Ghana’s is staring at a serious economic mess as its creditworthiness gets recently reduced significantly by the agency Standard and Poors’ (S&P), which dropped the country’s credit ratings to B Negative, one of the lowest so far.
Ghana’s current rating is regarded as vulnerable and as such foreign investors will regard the potential of them gaining any better returns on their investments as significantly speculative.
“The obligor currently has the capacity to meet its financial commitments; however, it faces major ongoing uncertainties that could lead to the obligor’s inadequate capacity to meet its financial commitments,” stated standards S&P in explaining the B rating status of Ghana.
This means that concessionary loans planned by the Akufo Addo administration will have higher interest rates and more stringent requirements. Also, investors will have second thoughts about investing in Ghana.
The Finance Ministry is accusing the S&P of insensitivity, claiming the rating agency should not have downgraded Ghana’s credit outlook in the midst of the COVID-19 pandemic.
“It is very unfortunate that rating agencies will choose to downgrade our countries in these unprecedented times,” said the Finance Ministry in a statement released on Monday, September 14, 2020.
Incidentally, the Akufo Addo administration is demonstrating an insatiable appetite for more loans despite its bad credit position. One of the latest questionable attempts at securing foreign funds is through the questionable Agyapa Royalties deal.
The deal intends to provide Ghana some US$ 500 loans routed through a notorious tax haven in Jersey on the British Channel Islands, in what has created a massive outrage in Ghana and has earned the President and his lieutenants the derogatory tag as “Akyem Sakawa Boys”.

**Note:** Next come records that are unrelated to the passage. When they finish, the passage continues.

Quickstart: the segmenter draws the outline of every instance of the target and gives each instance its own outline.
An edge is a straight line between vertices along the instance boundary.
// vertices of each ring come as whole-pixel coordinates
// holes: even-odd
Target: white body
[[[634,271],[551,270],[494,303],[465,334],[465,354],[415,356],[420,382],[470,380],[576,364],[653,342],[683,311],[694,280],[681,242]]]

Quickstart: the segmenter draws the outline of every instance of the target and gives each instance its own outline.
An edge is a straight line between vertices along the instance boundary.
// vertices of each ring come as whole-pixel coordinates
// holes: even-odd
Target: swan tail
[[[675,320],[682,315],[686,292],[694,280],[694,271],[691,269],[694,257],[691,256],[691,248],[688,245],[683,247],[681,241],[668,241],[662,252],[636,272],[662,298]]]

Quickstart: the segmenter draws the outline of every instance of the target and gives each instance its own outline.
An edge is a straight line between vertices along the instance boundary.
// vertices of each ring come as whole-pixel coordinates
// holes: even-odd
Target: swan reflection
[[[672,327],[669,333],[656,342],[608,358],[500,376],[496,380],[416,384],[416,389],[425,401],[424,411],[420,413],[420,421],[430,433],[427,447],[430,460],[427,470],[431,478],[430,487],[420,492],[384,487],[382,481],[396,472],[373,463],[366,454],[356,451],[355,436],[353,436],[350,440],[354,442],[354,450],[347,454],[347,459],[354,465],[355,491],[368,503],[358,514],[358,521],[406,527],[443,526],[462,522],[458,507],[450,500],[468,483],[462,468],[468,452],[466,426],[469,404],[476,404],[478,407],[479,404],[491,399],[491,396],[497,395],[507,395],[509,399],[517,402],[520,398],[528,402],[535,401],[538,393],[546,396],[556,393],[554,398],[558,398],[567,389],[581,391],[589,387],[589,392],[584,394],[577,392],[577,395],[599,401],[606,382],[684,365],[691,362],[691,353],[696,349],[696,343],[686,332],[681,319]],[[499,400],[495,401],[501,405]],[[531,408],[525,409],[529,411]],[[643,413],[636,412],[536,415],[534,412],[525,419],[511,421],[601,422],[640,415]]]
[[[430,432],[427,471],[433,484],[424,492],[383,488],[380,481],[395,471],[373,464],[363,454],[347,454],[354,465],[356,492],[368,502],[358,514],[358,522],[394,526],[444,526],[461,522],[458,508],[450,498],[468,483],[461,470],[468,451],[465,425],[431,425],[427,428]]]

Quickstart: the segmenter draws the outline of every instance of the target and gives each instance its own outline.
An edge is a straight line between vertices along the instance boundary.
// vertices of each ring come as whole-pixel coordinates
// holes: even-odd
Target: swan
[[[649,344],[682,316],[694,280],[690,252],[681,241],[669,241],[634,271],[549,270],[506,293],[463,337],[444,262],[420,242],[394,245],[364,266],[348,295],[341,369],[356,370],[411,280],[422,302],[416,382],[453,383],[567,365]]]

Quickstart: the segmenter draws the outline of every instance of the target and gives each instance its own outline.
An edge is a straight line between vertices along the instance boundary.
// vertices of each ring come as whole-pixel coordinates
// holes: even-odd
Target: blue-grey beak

Policy think-tank, ASEPA had earlier warned that the Agyapa deal could attract a bad credit rap to Ghana.
Meanwhile, the Finance Ministry recently hinted at borrowing a staggering GHC 22.7 billion within the next three months through domestic bonds.
In spite of all these questionable borrowings, the Ministry is claiming was its Codi-19 fiscal spending that that has attracted the bad credit ratings from S&.
Critics will not have that excuse though, as they accuse the government of irresponsible spending even before the Coronavirus outbreak in Ghana.
Indeed, even amidst the so-called fiscal challenges amidst Covid-19, the Akufo Addo administration is being accused of reckless expenditure and lack of transparency in how these public funds are expended.
A few days ago, global anti-corruption organisation Transparency International referenced the International Monetary Fund’s (IMF)’s anti-corruption tracker for funds accessed by hard-pressed countries and Ghana was one of the few African countries whom the IMF think has not demonstrated any commitment to tackling corruption in how it is spending the US$ 1 billion loan it accessed from the IMF.
Whatsup News is uncovering disturbing conflicts of interest on how these funds are being expended, with the Finance Minister’s interest firmly secured in some of these transactions.
The latest rating is coming on the back of the earlier one done in April 2020 which showed a slightly better rating of B. The latest B- is a few levels below the April outlook.